The minister was replying to a question about his earlier statement on Amazon and whether the company is breaking domestic laws of the sector.
"I had before me the CCI's preliminary findings. Our own office is also making queries on the various practices and I do hope and believe that if everybody can stick within the letter and spirit of the law, we won't have to go down the path of finding whether anybody is breaking the law or not but whoever makes losses will have to bring in FDI to pay for those losses," he said.
He appealed to all stakeholders in the e-commerce industry to work within the letter and the spirit of the law and said, "I am sure it would look good for everybody".
"Promises of a certain number of people benefitting from e-commerce are very attractive, but it cannot be at the cost of a '10X' number of people suffering the consequences of practices which are not allowed and certainly a trillion dollar company, competing with small retailers whose total capital may be a lakh of two lakhs of rupees is a very, very unfair competition," he said here at the Times Now Summit.
It is the government's job and duty to protect the interests of every small stakeholder in the sector, he added.
The minister said that the government allowed foreign direct investment (FDI) in e-commerce for marketplace model, in which a firm is supposed to work as an agnostic platform by providing buyers and sellers, an opportunity to transact on that platform.

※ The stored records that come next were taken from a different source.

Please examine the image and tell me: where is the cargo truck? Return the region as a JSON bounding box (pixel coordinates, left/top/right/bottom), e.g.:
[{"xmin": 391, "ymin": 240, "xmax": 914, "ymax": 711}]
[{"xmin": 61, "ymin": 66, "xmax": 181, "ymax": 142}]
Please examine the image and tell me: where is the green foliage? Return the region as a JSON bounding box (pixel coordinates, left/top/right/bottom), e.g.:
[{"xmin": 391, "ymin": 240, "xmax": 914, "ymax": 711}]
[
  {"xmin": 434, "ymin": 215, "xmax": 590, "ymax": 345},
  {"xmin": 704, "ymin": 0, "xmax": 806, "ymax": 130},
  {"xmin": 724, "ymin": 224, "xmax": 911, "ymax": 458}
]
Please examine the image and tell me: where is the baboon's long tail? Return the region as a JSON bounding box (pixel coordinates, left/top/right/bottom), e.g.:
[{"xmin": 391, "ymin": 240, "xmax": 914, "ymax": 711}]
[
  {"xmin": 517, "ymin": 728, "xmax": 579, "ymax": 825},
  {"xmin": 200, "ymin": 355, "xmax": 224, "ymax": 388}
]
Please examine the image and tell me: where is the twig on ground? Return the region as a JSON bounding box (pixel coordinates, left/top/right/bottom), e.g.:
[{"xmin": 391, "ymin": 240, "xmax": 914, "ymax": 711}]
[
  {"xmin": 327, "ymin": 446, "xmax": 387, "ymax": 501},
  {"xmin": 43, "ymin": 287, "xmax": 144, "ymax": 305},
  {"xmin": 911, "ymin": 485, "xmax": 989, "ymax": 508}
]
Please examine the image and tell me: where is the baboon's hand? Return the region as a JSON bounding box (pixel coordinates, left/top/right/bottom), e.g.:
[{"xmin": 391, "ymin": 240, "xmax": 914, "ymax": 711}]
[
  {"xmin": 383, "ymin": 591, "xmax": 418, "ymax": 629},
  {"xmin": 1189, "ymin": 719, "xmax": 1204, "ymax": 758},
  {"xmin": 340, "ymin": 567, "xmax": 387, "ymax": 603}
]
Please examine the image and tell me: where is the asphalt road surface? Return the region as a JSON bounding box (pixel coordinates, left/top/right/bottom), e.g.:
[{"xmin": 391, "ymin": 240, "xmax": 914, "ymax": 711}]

"The platform cannot have a preferred supplier, it cannot determine the pricing, the platform cannot have control on the inventory, a platform cannot push buyers to sell and in that context, when a certain e-commerce company makes a loss of lets say over Rs 6,000 crore on a turnover of Rs 5,000 crore. Right. It certainly doesn't look and feel and smell right. Right?
"Very clearly a platform which has to be agnostic and encourage buyers and sellers to participate in a fair trade, cannot make a loss of Rs 6,000 crore on a turnover of Rs 5,000 crore," he added.
Goyal said obviously if the company makes a loss of Rs 6,000 crore, they have to bring in money to pay for that loss. That is the context in which "I made that statement (on January 16)," he said.
He also said that the e-commerce policy very categorically has allowed only business-to-business transaction, so online retailers were never expected to be "a let's say a hidden way or a surreptitious way to enter multi-brand retailing".
Domestic traders body CAIT has time and again alleged that e-commerce players, including the US firm, were violating FDI rules and following predatory pricing in India. India does not allow foreign investment beyond 49 per cent in multi-brand retailing and has not yet approved any application of overseas retailers.
On January 17, the world's largest online shopping platform Amazon announced plans to create one million new jobs in India over the next five years.
Amazon founder and CEO Jeff Bezos, who was in India that month, had announced $1 billion (over Rs 7,000 crore) investment in the country to help bring small and medium businesses online and committed to exporting $10 billion worth of India-made goods by 2025.